The EASy III will also include the SmartTraffic TPA-100C Traffic Alert and Collision Avoidance System (TCAS), designed to incorporate Automatic Dependent Surveillance-Broadcast (ADS-B) In on an enhanced display of surrounding air traffic and surface operations.
Lawler also hinted to possible connectivity-related enhancements that aren’t currently committed to the Dassault’s EASy III cockpit, but could be coming.
“We’ve got a broad set of connectivity features and functions we’re working on for avionics. We’re going to avoid the tactical flying part of the mission for now — we don’t want the pilot playing around with Wi-Fi, tablets or too many other things when he or she is hand flying and maybe in a high workload situation — but otherwise we are working connectivity with [Flight Management Systems] FMS, working connectivity with our INAV or map display and ways to bring available weather sources onto the aircraft,” said Lawler, noting that connectivity-enabled weather could be displayed to a pilot through an iPad or could be connected into the avionics systems.
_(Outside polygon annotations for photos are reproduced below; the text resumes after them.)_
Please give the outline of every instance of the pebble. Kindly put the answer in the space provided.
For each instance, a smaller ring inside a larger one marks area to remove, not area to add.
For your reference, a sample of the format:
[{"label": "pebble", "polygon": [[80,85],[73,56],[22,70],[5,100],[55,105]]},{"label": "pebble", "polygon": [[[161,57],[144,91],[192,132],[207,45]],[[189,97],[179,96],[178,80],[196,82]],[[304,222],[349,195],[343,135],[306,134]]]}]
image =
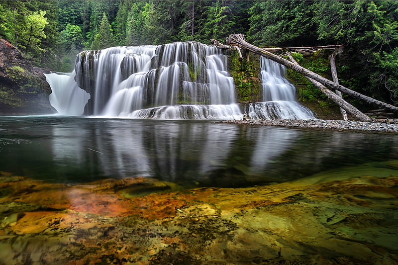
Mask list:
[{"label": "pebble", "polygon": [[398,120],[363,122],[339,120],[228,120],[218,122],[247,125],[310,128],[337,130],[398,132]]}]

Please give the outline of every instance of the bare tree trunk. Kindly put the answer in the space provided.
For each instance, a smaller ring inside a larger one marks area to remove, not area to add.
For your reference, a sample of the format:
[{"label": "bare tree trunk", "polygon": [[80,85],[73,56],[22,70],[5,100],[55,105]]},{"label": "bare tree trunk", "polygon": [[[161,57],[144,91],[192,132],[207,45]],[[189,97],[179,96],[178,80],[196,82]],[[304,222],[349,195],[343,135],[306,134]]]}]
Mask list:
[{"label": "bare tree trunk", "polygon": [[370,96],[363,95],[360,93],[356,92],[349,88],[347,88],[343,87],[341,85],[337,84],[334,82],[318,75],[317,74],[316,74],[308,70],[308,69],[300,66],[299,65],[294,64],[285,59],[278,56],[277,55],[275,55],[273,53],[270,53],[258,47],[255,46],[254,45],[250,44],[245,41],[244,36],[242,34],[238,34],[230,35],[227,38],[227,44],[237,46],[240,45],[252,52],[262,55],[263,56],[265,56],[268,59],[281,64],[281,65],[284,65],[288,68],[293,69],[297,72],[298,72],[298,73],[300,73],[306,77],[308,77],[316,81],[318,81],[323,86],[325,86],[329,88],[338,90],[339,91],[340,91],[348,95],[359,98],[360,99],[362,99],[371,104],[373,104],[374,105],[376,105],[379,107],[390,109],[394,113],[398,113],[398,107],[393,106],[392,105],[390,105],[390,104],[387,104],[387,103],[385,103],[380,100],[378,100],[377,99],[372,98]]},{"label": "bare tree trunk", "polygon": [[239,47],[236,46],[233,46],[233,47],[238,51],[238,54],[239,56],[239,60],[242,61],[243,60],[243,57],[242,56],[242,53],[240,52],[240,49],[239,49]]},{"label": "bare tree trunk", "polygon": [[[330,70],[332,72],[332,78],[333,78],[333,82],[337,85],[339,84],[339,79],[337,77],[337,70],[336,69],[336,54],[333,53],[333,54],[329,57],[329,60],[330,60]],[[336,94],[338,96],[343,98],[343,95],[341,92],[336,90]],[[347,116],[347,112],[343,108],[340,108],[340,111],[341,112],[341,115],[343,116],[343,119],[344,120],[348,120],[348,117]]]},{"label": "bare tree trunk", "polygon": [[[292,62],[297,65],[298,65],[298,63],[296,61],[293,57],[292,57],[292,55],[290,55],[290,53],[289,53],[289,52],[287,52],[286,54],[288,55],[288,56],[289,56],[289,59],[290,59]],[[361,112],[357,108],[344,100],[342,97],[340,97],[333,93],[332,91],[328,89],[326,87],[320,84],[319,82],[315,81],[313,79],[312,79],[308,77],[305,77],[305,78],[308,79],[310,82],[312,83],[312,84],[315,86],[317,88],[321,90],[324,94],[325,94],[326,96],[327,96],[328,98],[340,106],[340,107],[344,110],[345,112],[346,110],[347,112],[350,113],[350,115],[352,115],[353,116],[356,118],[358,120],[361,121],[370,121],[371,120],[370,118]],[[347,113],[346,113],[346,116],[347,116]]]}]

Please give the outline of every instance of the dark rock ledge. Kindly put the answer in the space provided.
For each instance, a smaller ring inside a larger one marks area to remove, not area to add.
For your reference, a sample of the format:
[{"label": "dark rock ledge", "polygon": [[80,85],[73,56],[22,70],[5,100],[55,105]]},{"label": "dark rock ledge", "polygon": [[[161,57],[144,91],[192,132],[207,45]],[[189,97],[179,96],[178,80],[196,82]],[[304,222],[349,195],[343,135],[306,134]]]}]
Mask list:
[{"label": "dark rock ledge", "polygon": [[217,122],[245,125],[308,128],[335,130],[398,132],[398,120],[383,122],[363,122],[338,120],[231,120]]}]

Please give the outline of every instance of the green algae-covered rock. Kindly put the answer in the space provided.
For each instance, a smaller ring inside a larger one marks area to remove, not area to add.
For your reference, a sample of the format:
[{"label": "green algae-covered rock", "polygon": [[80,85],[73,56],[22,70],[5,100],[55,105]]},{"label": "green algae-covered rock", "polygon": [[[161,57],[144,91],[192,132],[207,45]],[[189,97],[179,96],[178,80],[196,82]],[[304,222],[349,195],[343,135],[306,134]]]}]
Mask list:
[{"label": "green algae-covered rock", "polygon": [[9,42],[0,39],[0,114],[53,113],[46,70],[32,67]]}]

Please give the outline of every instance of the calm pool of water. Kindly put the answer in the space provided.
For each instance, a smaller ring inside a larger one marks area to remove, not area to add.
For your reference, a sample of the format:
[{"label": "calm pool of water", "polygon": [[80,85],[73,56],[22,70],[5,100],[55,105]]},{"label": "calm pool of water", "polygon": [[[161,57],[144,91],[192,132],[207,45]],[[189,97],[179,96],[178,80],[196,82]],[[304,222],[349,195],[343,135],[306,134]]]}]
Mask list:
[{"label": "calm pool of water", "polygon": [[0,171],[64,183],[143,176],[248,186],[398,159],[396,135],[209,121],[0,118]]}]

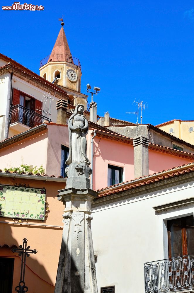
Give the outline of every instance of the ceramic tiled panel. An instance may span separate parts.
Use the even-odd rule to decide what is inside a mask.
[[[45,219],[45,189],[0,185],[0,216]]]

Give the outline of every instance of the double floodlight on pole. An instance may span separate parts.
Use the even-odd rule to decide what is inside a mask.
[[[95,91],[95,92],[90,91],[90,90],[91,90],[92,88],[90,84],[88,84],[87,86],[87,89],[86,90],[86,91],[87,93],[90,93],[91,95],[91,101],[92,102],[93,102],[93,95],[94,94],[95,95],[97,95],[98,93],[100,93],[100,88],[98,88],[97,86],[95,86],[94,88],[94,91]]]

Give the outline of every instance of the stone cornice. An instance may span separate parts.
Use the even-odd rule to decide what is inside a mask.
[[[159,214],[163,212],[178,209],[191,205],[194,205],[194,197],[186,198],[182,200],[178,200],[156,207],[153,207],[153,208],[155,209],[156,213]]]

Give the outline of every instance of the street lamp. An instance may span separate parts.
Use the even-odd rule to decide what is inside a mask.
[[[90,84],[88,84],[87,86],[87,89],[86,90],[86,91],[87,93],[90,93],[91,95],[91,98],[92,101],[91,102],[92,103],[93,102],[93,95],[94,94],[95,95],[97,95],[98,93],[100,93],[100,88],[98,88],[97,86],[95,86],[94,88],[94,91],[95,91],[94,92],[90,91],[90,90],[91,90],[92,88]]]

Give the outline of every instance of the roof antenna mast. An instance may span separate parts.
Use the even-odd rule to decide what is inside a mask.
[[[138,102],[136,102],[135,99],[133,102],[133,103],[136,103],[136,105],[137,105],[137,110],[136,112],[125,112],[125,113],[126,114],[135,114],[137,115],[137,122],[136,122],[137,125],[138,124],[138,119],[139,118],[139,108],[141,108],[141,116],[140,118],[141,118],[141,124],[142,124],[142,110],[145,110],[145,108],[147,108],[147,106],[146,106],[146,103],[145,104],[143,104],[143,101],[141,101],[140,102],[139,102],[139,100]],[[133,105],[132,104],[132,105]]]

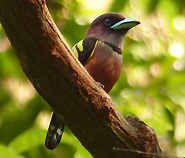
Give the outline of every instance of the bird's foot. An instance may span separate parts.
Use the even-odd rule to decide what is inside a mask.
[[[105,86],[103,84],[101,84],[100,82],[96,82],[98,84],[98,86],[100,86],[101,88],[105,88]]]

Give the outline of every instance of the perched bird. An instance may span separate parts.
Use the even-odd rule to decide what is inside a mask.
[[[107,93],[121,73],[124,37],[128,30],[138,24],[139,21],[118,13],[103,14],[91,23],[85,39],[73,47],[81,64]],[[48,149],[58,146],[64,126],[60,115],[53,112],[45,141]]]

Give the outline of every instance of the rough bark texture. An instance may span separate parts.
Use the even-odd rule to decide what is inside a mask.
[[[44,0],[0,0],[0,22],[38,93],[94,157],[152,157],[113,147],[160,153],[155,132],[125,119],[72,55]]]

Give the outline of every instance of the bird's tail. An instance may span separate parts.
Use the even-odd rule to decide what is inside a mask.
[[[53,150],[59,145],[64,127],[65,124],[61,121],[60,115],[53,112],[45,140],[45,146],[48,149]]]

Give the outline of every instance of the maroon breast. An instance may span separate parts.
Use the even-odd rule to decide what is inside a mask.
[[[99,41],[85,68],[109,93],[121,74],[122,62],[122,54],[114,52],[110,46]]]

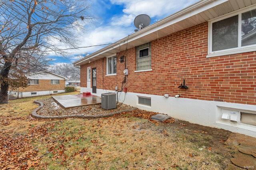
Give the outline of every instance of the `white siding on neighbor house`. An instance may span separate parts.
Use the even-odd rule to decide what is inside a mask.
[[[54,91],[58,91],[58,93],[54,93]],[[54,94],[59,93],[64,93],[64,90],[56,90],[53,91],[31,91],[27,92],[18,92],[19,97],[31,97],[36,96],[42,96],[44,95],[50,95]],[[32,93],[36,92],[36,95],[32,95]],[[17,97],[18,96],[18,92],[9,92],[9,94],[12,95],[14,96]],[[14,95],[14,93],[15,94]]]
[[[30,79],[43,80],[64,80],[65,78],[50,73],[42,72],[31,75],[27,77]]]
[[[81,93],[89,91],[92,88],[81,87]],[[115,92],[107,90],[108,92]],[[106,93],[106,90],[97,89],[97,93],[101,96]],[[119,96],[119,95],[120,94]],[[119,102],[124,101],[125,93],[118,93]],[[138,104],[138,97],[150,98],[151,106]],[[221,128],[233,132],[240,133],[256,137],[256,126],[234,123],[221,119],[222,109],[232,111],[246,111],[256,114],[256,106],[227,102],[208,101],[170,96],[168,98],[162,96],[128,92],[125,95],[124,103],[145,110],[167,114],[175,119],[217,128]]]

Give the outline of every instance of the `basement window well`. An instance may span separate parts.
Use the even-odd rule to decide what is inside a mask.
[[[138,104],[147,106],[151,106],[151,98],[138,96]]]
[[[222,121],[239,124],[256,126],[256,114],[223,109],[221,110],[221,119]]]
[[[241,122],[256,126],[256,114],[241,112]]]

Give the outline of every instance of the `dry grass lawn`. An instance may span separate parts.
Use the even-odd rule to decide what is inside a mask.
[[[230,132],[126,113],[95,119],[46,121],[30,114],[40,97],[0,106],[0,169],[224,169]]]

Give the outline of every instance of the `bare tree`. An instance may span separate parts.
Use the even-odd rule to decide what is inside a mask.
[[[80,79],[80,69],[71,64],[63,63],[54,66],[50,69],[50,71],[70,80]]]
[[[64,55],[58,43],[76,47],[93,19],[84,0],[2,0],[0,3],[0,104],[16,72],[21,76],[45,68],[46,52]]]

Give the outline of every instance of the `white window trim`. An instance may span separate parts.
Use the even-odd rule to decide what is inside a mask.
[[[88,76],[88,72],[89,71],[89,69],[90,70],[91,73],[90,74],[90,76]],[[91,67],[87,67],[87,75],[86,75],[86,77],[87,77],[87,81],[91,81],[91,74],[92,74],[92,70],[91,70]]]
[[[59,83],[58,84],[52,84],[52,80],[58,80]],[[51,79],[51,85],[59,85],[60,84],[60,81],[58,79]]]
[[[150,69],[149,70],[135,70],[134,72],[137,73],[138,72],[143,72],[143,71],[152,71],[152,69]]]
[[[38,84],[30,84],[30,81],[31,80],[38,80]],[[39,85],[39,79],[31,79],[31,80],[30,80],[30,84],[29,84],[28,83],[28,85]]]
[[[111,74],[108,74],[108,58],[110,58],[112,57],[114,57],[114,56],[116,56],[116,53],[115,53],[114,54],[112,54],[110,55],[108,55],[107,57],[106,57],[106,76],[111,76],[111,75],[116,75],[116,73],[111,73]],[[117,58],[116,59],[116,64],[117,64]],[[112,70],[113,69],[113,67],[112,67]],[[117,67],[116,68],[117,69],[116,69],[116,71],[117,72]],[[112,70],[113,71],[113,70]]]
[[[140,50],[142,50],[143,49],[148,49],[148,55],[146,56],[143,56],[143,57],[140,57],[140,54],[139,53],[139,58],[143,58],[144,57],[148,57],[149,56],[149,47],[146,47],[146,48],[142,48],[142,49],[140,49],[139,50],[139,53],[140,53]]]
[[[144,98],[150,99],[150,100],[151,100],[151,106],[148,106],[147,105],[142,105],[141,104],[139,104],[139,97],[142,97],[142,98]],[[142,106],[143,107],[148,107],[148,108],[151,108],[152,107],[152,98],[151,97],[146,97],[146,96],[137,95],[137,103],[136,103],[136,104],[138,106]]]
[[[208,54],[206,56],[206,57],[209,58],[256,51],[255,49],[256,44],[241,46],[242,14],[255,9],[256,9],[256,4],[254,4],[216,18],[209,20],[208,22]],[[212,23],[237,15],[238,15],[238,47],[212,51]]]

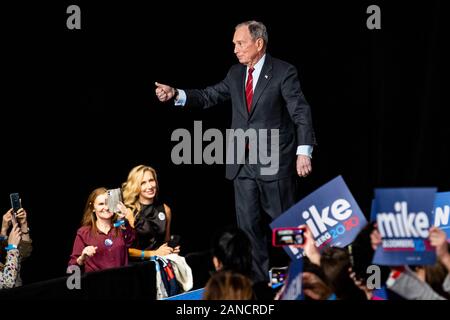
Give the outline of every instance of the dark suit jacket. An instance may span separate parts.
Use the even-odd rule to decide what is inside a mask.
[[[256,164],[257,178],[272,181],[296,174],[296,150],[299,145],[316,143],[312,127],[311,110],[300,88],[296,68],[284,61],[266,54],[264,65],[256,84],[250,114],[245,100],[246,66],[234,65],[226,78],[206,89],[186,90],[186,106],[209,108],[231,99],[232,129],[268,129],[268,154],[272,150],[270,129],[279,130],[279,168],[271,175],[261,175]],[[236,145],[236,143],[235,143]],[[228,148],[227,148],[228,150]],[[226,166],[227,179],[234,179],[240,168],[234,150],[233,164]],[[242,159],[240,159],[242,161]]]

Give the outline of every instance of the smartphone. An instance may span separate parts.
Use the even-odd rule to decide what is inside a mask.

There’s also a possibility that biz jet operators, alongside civil and commercial operators, will eventually be able to transmit weather information to other aircraft through something called connected weather.
“You’ve got thousands of aircraft up in the air all the time and for those who have a Honeywell weather radar, if we could take all the weather information that those aircraft are gathering, broadcast that up into the cloud or out to some centralized location where we can aggregate it, and then send that very fresh weather info out to some other aircraft that’s 100 miles behind, that’s going to be a better weather report than anyone has available today,” said Lawler.
Connectivity may find its way into the maintenance arena as well for aircraft health monitoring as well as managing and transmitting data more efficiently and cheaply. These connectivity-enabled solutions aren’t available yet, however.
“We’re in discussion with Dassault about which connectivity solutions they’d like to bring to their aircraft but they’re not committed on any at this time,” said Lawler.